Mittwoch, 7. September 2016

213. Akt

Heute ist Besprechung zum neuen Buch. Also nicht irgendeine Besprechung, sondern Planung in Sachen Rechteverwertung. Ich bin sehr zuversichtlich. Alles, was bisher mit dem Büro besprochen wurde, macht meine Lage recht aussichtsreich. Mit Jeans, Bluse und dezentem Schmuck mache ich einen ziemlich seriösen Eindruck. Das ist zumindest das, was mir mein Spiegel vorhin zurief.
Gleich soll einer der Chefs eintrudeln. Ich bin vorbereitet. Zu früh bin ich. Aber das bin ich fast immer. Im Büro schaue ich mich um. Alles ganz stylisch. Kühl, aber nicht kalt. Geschmackvoll, aber nicht überkandidelt. An den Wänden zahlreiche Fotos von irgendwelchen ziemlich glamourösen Events. Yepp. Das mag ich. Roter Teppich und Fotowand. Da bin ich geistig Barbie. Irgendwo super Cinderella-mäßig aufschlagen, um Mitternacht mit dem letzten Kürbis verschwinden und mich im Pyjama bei einem Weißbier noch eine halbe Stunde vor die Glotze setzen.
Die Tür öffnet sich und ich stehe auf, um den Herren zu begrüßen. Eigentlich ein Durchschnitts-Typ. Ein bisschen kleiner als ich, Anzug, mittelfester Händedruck und ein bisschen zu helle Stimme.
Kaum sitzen wir beide, fange ich an zu erzählen, warum ich da bin und was schon alles passiert ist. Ich habe die vollständige Konzentration meines Gegenübers. Für ganze dreißig Sekunden.
Dann frage ich mich, ob ich irgendwelche unbemerkten Flecken auf der Bluse habe. Die Quote von „in die Augen schauen“ und „auf meine Oberweite linsen“ fällt ziemlich kläglich für meine Augen aus.
Wohlgemerkt, meine Bluse ist a. geschlossen, b. nicht transparent und c. vorhanden!!!
Wäre das Ganze eine nicht-geschäftliche Begegnung hätte ich schon längst die passenden Worte gefunden:
Herrje, sie haben meine Brüste gefunden. Herzlichen Dank! Ich dachte schon sie wären unterwegs verloren gegangen. Finderlohn gibt es keinen. Tschüss!“
So versuche ich allerdings noch ein bisschen Wertigkeit aus dem Gespräch zu kitzeln. Vergeblich.
Ich schwanke absichtlich ganz langsam hin und her und bin verblüfft, wie wenig Mühe er sich mittlerweile gibt, zumindest den Eindruck zu erwecken, er würde mir zuhören. Mit jeder Bewegung nach links folgen mir die Augen. Nach rechts ebenfalls. Ich glaube fast, man kann diesen Menschen mit dieser Methode hypnotisieren. Man, was würde der machen, wenn ich jetzt Zumba tanze? Der kollabiert doch.
Ob ich es mit einem hartnäckigen Konterblick in seinen Schritt versuchen soll? Einfach um zu zeigen wie peinlich so was ist? Ich lasse es bleiben.
Inhaltlich beschränke ich meine Präsentation nunmehr auf das Wesentliche.
Ich nenne Titel der einzelnen Geschichten und jeweils eine kurze Zusammenfassung. Dann überlege ich, ob ich einfach ein paar von Grimms Märchen einfließen lassen soll. Der gestiefelte Kater, Rotkäppchen, Schneewittchen. Vermutlich würde er, so wie in den letzten Minuten, wissend und zustimmend nicken und sich dann wieder vollumfänglich dem Herabsacken seiner Blickrichtung ergeben.

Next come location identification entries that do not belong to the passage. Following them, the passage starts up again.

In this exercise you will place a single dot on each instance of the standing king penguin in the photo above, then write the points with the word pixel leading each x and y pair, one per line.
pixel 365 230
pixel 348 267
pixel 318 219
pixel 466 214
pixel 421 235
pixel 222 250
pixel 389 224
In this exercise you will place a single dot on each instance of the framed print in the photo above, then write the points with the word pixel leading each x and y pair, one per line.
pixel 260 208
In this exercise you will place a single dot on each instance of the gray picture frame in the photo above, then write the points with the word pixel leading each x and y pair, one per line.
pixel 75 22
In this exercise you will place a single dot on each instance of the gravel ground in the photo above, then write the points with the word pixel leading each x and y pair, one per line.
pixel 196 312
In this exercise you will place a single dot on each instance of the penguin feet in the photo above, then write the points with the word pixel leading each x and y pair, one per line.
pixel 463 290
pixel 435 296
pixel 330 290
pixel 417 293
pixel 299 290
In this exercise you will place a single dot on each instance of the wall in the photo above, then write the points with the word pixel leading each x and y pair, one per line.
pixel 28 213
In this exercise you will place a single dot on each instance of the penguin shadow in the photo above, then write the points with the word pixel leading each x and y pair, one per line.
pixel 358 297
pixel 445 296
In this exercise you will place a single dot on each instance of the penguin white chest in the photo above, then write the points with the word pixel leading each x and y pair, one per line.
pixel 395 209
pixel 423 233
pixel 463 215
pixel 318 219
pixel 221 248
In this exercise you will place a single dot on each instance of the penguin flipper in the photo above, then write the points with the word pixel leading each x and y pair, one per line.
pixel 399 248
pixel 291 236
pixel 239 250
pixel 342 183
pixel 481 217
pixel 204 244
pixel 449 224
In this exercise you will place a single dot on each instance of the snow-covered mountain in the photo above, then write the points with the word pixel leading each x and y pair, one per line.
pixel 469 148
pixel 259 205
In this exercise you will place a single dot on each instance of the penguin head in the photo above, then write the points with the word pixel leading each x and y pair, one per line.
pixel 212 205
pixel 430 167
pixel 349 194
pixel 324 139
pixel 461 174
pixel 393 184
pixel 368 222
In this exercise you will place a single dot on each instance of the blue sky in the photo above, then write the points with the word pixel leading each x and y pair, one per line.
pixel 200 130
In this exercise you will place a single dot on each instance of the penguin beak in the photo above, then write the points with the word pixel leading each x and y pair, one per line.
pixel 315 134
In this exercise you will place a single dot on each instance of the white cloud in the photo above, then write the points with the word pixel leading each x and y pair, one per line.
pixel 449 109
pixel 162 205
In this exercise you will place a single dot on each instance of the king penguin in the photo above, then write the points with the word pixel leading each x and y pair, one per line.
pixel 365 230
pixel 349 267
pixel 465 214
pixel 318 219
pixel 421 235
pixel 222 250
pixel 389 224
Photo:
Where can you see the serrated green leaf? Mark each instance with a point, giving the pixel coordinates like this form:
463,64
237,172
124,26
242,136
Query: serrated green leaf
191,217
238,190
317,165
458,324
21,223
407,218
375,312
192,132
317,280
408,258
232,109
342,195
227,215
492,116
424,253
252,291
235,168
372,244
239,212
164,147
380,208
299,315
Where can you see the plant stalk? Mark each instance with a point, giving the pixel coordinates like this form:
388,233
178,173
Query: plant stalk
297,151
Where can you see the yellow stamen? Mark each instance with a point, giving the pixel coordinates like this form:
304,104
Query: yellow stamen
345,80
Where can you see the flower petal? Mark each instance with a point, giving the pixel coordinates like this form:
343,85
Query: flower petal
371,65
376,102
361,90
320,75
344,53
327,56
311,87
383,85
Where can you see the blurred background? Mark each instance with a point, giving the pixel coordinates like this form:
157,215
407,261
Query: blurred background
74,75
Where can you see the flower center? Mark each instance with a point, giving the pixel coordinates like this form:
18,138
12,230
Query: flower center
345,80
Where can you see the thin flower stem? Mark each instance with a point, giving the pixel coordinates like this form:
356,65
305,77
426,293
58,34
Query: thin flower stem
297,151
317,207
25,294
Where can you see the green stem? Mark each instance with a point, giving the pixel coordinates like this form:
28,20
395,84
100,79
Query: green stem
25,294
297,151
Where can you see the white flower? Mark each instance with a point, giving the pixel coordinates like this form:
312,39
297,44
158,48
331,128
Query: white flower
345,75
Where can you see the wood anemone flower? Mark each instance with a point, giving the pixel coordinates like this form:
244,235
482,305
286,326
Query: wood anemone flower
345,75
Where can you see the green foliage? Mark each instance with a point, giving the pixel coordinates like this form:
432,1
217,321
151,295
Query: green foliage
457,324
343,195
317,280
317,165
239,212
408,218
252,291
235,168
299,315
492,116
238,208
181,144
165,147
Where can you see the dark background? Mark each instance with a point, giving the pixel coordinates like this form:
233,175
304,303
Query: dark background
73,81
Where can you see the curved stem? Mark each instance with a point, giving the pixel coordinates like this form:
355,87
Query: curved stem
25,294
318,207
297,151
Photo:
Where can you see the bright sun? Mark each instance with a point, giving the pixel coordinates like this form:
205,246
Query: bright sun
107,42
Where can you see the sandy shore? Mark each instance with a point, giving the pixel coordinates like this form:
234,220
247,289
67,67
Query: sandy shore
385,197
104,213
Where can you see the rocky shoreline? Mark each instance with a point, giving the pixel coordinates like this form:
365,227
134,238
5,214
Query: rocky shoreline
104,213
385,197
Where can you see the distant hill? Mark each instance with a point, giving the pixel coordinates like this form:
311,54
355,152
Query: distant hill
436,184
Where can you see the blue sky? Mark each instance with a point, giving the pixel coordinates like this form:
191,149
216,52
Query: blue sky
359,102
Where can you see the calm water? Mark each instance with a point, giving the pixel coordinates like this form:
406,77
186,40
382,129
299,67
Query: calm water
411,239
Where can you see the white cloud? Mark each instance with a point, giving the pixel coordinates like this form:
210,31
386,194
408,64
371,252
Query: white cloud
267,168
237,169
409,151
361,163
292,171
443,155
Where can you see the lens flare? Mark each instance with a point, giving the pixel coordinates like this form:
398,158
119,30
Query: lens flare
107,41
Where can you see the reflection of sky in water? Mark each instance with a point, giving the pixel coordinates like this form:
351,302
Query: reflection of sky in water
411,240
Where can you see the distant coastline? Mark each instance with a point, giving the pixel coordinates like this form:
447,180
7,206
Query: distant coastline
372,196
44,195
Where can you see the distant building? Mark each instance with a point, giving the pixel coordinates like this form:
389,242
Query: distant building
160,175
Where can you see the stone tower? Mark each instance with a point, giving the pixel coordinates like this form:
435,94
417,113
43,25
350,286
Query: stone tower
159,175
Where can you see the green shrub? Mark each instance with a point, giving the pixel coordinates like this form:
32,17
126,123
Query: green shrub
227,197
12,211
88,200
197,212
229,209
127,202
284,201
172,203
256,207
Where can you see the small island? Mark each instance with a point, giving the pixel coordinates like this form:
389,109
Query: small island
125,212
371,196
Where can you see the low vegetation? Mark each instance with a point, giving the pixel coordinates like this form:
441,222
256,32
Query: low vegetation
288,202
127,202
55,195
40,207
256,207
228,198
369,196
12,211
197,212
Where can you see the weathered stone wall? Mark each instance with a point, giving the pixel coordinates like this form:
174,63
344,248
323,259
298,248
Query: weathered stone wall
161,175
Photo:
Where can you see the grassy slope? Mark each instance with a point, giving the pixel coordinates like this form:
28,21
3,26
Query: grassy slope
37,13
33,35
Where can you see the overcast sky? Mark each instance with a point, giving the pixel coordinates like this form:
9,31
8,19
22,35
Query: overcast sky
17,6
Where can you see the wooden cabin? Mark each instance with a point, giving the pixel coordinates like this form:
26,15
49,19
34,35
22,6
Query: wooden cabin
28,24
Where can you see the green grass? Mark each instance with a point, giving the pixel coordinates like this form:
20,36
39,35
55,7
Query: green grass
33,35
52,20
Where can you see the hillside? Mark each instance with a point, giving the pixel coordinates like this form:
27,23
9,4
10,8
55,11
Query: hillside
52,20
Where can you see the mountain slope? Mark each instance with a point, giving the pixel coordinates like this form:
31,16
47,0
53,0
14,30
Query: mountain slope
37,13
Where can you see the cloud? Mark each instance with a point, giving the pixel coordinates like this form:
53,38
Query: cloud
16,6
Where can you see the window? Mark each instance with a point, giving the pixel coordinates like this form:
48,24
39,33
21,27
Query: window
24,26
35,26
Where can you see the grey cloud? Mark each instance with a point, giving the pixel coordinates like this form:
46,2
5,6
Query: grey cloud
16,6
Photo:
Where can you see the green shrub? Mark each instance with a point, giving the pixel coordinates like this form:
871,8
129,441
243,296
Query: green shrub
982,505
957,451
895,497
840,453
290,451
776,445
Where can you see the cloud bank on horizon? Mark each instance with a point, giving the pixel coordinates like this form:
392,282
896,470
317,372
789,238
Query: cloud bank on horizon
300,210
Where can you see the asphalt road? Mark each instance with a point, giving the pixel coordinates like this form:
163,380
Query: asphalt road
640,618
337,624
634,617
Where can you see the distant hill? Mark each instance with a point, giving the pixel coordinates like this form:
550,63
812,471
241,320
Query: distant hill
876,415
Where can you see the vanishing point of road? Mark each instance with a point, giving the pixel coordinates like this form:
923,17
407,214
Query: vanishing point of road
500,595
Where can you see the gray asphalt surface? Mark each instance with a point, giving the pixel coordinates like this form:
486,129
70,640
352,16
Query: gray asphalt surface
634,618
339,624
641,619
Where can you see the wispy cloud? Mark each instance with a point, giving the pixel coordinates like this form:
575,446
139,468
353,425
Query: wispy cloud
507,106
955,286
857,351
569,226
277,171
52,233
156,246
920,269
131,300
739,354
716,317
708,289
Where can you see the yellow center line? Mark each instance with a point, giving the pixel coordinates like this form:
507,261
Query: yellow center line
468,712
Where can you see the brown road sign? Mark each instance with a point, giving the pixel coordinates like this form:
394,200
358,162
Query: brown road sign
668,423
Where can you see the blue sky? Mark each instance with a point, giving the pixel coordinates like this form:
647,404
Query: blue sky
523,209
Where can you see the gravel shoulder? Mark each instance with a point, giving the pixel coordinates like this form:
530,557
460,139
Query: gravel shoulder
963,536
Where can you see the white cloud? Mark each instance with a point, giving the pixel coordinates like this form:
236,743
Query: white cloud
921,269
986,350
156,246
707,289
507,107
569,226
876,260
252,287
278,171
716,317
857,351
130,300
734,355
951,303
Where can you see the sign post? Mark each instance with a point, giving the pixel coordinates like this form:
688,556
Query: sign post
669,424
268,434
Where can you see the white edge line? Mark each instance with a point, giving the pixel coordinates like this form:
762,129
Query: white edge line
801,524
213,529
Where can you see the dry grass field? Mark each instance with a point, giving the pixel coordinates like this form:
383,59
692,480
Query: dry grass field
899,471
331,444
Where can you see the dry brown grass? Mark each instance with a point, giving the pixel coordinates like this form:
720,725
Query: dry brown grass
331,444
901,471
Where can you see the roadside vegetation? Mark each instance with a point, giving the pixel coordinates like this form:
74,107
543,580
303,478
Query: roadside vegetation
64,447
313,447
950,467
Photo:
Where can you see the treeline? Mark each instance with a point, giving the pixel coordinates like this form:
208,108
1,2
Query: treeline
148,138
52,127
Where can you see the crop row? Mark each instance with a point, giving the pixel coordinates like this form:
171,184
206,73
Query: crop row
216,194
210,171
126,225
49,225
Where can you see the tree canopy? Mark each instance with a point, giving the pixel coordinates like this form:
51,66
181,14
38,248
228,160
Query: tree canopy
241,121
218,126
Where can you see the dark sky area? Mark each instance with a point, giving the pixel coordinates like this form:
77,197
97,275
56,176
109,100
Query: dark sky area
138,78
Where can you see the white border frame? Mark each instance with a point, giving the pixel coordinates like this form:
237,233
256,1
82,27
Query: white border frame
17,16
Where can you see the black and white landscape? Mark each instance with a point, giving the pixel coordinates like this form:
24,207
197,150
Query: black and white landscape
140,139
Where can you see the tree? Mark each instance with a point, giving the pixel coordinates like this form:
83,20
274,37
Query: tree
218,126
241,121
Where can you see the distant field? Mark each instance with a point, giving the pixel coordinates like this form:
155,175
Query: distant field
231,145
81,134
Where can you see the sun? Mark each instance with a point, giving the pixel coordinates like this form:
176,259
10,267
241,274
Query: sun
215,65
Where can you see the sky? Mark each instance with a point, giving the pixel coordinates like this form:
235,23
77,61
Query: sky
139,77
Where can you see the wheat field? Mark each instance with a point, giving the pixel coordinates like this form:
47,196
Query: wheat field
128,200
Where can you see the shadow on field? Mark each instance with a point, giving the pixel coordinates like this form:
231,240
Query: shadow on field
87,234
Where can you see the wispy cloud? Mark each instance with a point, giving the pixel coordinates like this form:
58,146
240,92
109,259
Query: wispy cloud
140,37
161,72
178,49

Nach einer Stunde habe ich genug. Das wird heute nix. Beim Gehen werde ich gebeten, die besprochenen Themen nochmal per Mail zuzusenden. Hmmm... klar doch. Vielleicht tut es ja auch ein Foto aus dem letzten Urlaub. Völlig ohne Text. Das kann man dann vor sich hinlegen. Und rumwackeln tut´s auch nicht.